Seguimos a vueltas con Donald Trump y su aspiración de convertirse en Premio Nobel de la Paz. En este mundo frenético en el que vivimos, lo que hoy es noticia mañana se ha olvidado, pero conviene detenerse de vez en cuando, respirar, e insistir sobre las barbaridades que vamos normalizando.
Resulta aterrador pensar que cualquier escolar pueda convertir hoy a Trump en el espejo en el que mirarse, seducido por un personaje que, al fin y al cabo, consigue casi siempre lo que quiere. A estas alturas sabemos que no es precisamente un referente moral el tipo.
Pese a ello, sus formas, sus mensajes y las ideas que transmite se van instalando en el imaginario colectivo.
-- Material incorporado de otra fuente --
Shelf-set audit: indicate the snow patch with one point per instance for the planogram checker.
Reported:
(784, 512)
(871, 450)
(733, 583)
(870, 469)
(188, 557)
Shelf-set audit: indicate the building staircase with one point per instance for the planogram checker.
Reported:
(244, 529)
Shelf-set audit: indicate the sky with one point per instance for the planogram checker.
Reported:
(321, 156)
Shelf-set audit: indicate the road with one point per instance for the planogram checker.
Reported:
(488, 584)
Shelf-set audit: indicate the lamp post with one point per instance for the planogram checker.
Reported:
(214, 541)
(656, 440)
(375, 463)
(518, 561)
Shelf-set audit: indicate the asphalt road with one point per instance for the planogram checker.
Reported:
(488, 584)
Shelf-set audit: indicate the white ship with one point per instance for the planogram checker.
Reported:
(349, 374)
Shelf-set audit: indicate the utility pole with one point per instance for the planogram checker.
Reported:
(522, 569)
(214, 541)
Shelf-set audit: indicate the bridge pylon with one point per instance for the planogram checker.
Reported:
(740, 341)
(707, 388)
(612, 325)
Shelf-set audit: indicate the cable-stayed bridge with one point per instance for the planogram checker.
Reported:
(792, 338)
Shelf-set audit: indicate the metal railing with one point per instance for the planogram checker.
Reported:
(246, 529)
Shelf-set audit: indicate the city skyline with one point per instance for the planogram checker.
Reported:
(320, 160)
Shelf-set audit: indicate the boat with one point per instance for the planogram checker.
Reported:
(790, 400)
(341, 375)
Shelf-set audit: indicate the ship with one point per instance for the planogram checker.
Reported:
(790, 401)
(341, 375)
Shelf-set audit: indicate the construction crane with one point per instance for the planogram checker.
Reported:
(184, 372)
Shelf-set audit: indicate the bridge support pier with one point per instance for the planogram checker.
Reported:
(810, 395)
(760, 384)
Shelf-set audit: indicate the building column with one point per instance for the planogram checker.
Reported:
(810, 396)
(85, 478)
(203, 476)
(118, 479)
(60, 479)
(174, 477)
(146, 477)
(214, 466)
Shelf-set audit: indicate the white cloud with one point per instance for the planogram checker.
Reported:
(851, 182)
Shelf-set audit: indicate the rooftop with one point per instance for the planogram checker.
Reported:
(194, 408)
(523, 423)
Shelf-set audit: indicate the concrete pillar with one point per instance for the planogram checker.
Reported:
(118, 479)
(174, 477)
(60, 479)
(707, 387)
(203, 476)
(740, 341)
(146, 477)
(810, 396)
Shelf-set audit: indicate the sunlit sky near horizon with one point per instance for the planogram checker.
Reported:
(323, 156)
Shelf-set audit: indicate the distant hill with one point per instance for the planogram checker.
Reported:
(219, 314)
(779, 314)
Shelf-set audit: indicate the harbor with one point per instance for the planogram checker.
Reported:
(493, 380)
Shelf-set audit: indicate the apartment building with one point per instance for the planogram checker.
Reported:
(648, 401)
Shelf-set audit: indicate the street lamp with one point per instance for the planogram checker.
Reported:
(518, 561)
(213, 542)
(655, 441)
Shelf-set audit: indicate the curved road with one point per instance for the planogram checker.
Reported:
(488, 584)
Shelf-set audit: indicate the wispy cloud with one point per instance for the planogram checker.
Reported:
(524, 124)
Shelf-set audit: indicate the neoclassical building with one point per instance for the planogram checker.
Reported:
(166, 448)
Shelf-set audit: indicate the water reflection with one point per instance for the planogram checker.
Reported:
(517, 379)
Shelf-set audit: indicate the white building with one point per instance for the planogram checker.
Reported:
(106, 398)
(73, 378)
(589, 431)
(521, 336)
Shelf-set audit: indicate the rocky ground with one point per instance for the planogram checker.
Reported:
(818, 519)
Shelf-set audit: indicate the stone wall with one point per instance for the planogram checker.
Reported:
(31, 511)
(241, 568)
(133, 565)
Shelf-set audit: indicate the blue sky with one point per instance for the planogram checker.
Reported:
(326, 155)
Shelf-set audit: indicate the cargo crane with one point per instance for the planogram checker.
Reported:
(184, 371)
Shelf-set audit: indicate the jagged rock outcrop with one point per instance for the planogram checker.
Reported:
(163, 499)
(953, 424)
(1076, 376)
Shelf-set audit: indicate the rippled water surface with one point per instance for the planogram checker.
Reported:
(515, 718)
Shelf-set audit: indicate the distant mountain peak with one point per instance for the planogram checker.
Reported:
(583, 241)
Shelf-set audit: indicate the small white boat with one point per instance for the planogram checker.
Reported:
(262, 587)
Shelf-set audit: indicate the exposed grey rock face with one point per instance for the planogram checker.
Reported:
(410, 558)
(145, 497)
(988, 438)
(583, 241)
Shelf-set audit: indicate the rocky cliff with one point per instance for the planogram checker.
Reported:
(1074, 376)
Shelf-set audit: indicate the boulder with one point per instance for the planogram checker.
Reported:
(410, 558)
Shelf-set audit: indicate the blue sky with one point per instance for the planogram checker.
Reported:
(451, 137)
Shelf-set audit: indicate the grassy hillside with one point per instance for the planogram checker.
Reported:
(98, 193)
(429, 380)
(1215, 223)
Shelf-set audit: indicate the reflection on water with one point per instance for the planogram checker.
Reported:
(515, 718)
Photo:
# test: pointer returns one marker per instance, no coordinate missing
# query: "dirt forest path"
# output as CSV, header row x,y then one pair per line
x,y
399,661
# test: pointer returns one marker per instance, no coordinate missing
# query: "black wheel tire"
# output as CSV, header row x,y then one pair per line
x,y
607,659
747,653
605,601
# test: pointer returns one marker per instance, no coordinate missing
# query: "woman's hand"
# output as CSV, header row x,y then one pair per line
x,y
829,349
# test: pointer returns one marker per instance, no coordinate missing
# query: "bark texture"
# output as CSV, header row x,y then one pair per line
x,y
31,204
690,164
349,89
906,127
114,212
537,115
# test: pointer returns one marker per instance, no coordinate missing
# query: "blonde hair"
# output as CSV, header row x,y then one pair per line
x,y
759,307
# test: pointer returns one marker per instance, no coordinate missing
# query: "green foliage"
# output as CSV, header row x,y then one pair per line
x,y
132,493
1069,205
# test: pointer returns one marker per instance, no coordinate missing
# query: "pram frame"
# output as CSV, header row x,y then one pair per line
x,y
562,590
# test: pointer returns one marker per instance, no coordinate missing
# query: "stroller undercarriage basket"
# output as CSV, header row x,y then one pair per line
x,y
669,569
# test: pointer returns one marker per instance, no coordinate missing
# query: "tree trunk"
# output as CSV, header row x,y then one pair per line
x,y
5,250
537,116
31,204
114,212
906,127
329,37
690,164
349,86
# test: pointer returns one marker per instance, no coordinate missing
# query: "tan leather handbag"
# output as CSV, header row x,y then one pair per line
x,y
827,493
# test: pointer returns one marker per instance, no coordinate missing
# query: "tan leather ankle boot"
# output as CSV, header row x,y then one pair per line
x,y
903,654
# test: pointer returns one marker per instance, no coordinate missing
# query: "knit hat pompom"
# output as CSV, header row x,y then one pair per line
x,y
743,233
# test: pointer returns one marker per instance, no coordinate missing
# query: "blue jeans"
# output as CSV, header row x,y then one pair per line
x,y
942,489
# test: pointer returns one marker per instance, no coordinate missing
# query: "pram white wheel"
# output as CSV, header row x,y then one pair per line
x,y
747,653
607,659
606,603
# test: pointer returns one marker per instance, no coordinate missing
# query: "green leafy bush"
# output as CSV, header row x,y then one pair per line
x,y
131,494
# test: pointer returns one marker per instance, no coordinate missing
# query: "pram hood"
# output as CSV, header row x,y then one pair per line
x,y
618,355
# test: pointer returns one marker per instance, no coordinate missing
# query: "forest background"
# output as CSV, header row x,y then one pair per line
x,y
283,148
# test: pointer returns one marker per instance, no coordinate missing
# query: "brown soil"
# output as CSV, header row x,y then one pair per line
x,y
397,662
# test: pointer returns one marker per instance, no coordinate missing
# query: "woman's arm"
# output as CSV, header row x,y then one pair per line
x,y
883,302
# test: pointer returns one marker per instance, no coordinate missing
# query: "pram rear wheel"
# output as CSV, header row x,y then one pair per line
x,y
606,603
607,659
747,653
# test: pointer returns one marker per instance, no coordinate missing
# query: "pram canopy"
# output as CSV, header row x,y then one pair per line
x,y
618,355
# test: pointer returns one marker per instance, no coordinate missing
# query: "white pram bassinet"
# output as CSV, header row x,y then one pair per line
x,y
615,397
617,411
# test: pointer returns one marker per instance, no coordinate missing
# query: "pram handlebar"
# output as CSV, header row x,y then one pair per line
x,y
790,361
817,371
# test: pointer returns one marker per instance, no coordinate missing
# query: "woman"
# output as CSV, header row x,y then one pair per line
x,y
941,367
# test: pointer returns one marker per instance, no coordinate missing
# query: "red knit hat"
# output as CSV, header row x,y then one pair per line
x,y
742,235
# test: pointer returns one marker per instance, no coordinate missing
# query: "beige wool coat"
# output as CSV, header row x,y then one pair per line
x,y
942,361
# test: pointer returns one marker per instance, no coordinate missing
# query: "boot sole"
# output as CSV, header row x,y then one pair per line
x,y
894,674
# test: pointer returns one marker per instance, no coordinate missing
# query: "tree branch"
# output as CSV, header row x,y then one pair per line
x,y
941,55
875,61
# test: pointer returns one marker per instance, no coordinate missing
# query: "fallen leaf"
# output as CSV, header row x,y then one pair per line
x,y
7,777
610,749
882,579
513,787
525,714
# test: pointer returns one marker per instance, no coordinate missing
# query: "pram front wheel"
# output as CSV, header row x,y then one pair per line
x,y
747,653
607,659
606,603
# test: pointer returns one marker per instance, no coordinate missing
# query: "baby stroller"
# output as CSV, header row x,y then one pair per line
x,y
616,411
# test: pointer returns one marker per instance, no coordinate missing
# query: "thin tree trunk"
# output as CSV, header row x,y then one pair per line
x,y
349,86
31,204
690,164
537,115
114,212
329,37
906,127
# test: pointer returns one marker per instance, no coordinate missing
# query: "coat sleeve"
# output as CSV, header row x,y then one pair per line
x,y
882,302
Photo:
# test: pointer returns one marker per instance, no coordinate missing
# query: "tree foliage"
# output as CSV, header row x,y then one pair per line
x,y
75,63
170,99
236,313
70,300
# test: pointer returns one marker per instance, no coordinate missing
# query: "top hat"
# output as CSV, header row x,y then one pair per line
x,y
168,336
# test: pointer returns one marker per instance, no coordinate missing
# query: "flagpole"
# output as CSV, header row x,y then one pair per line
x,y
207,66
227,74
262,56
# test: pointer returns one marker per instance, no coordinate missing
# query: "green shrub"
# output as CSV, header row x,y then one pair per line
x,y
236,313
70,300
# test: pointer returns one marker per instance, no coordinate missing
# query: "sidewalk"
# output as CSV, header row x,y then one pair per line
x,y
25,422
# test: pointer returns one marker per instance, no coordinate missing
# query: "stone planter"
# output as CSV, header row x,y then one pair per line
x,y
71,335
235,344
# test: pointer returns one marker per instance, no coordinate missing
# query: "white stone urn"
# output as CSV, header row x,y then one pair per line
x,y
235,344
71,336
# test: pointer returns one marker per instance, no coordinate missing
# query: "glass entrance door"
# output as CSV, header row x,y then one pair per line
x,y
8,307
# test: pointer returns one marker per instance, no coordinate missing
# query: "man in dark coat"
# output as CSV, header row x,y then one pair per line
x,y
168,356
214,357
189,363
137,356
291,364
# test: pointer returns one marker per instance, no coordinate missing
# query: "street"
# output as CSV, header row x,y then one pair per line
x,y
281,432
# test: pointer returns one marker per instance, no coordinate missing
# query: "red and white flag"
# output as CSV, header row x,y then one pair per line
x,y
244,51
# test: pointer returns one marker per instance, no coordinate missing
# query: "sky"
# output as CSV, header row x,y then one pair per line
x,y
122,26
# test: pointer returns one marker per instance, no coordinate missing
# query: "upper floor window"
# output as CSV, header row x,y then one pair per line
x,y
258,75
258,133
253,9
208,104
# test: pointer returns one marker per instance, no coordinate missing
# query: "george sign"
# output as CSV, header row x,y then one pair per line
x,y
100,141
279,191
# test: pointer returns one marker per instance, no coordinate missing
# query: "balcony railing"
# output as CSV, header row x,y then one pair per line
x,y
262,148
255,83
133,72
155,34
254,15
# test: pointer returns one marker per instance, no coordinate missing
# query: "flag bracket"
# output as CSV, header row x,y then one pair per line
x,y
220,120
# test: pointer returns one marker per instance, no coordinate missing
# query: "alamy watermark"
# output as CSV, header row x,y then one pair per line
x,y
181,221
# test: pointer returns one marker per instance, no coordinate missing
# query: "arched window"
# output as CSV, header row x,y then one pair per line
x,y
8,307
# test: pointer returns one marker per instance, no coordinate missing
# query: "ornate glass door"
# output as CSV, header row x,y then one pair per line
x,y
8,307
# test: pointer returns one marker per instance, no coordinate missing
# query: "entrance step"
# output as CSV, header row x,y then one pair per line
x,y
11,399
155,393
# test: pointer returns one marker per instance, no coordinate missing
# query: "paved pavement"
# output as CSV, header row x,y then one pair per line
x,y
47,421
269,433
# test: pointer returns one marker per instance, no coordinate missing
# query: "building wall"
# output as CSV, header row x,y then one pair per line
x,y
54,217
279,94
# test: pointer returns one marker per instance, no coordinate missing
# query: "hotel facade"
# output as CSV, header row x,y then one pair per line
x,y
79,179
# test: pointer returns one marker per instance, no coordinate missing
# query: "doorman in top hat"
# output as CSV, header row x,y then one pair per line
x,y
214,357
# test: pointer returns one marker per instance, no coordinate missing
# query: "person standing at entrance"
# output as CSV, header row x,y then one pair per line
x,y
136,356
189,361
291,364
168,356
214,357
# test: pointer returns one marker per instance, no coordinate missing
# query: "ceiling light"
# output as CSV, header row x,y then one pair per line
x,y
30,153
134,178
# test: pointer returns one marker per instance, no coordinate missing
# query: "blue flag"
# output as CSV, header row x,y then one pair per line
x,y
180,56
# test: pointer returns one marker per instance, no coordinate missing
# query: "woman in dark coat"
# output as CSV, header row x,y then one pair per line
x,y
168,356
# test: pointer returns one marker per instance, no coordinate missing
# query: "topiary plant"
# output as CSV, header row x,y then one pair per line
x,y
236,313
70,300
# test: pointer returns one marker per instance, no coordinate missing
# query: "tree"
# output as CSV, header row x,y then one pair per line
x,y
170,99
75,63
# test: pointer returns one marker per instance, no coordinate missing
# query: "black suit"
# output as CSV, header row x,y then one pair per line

Lo sorprendente es la obediencia ciega a este narcisista extremo que tiene una imagen del yo grandiosa y carece de empatía hacia los demás. Todo el mundo parece rendirse a los pies de quien ha hecho del chantaje su razón de ser, y que está poniendo en riesgo derechos que hasta ahora considerábamos logros sociales.
El “pacificador” ha firmado órdenes para aplicar la pena de muerte, como ha ocurrido en Washington D.C, ha despreciado la salud pública mundial con la retirada de Estados Unidos de la OMS y se pasa por el forro el cambio climático. Que haya sido un serio candidato al Nobel deja en muy mal lugar a la especie humana.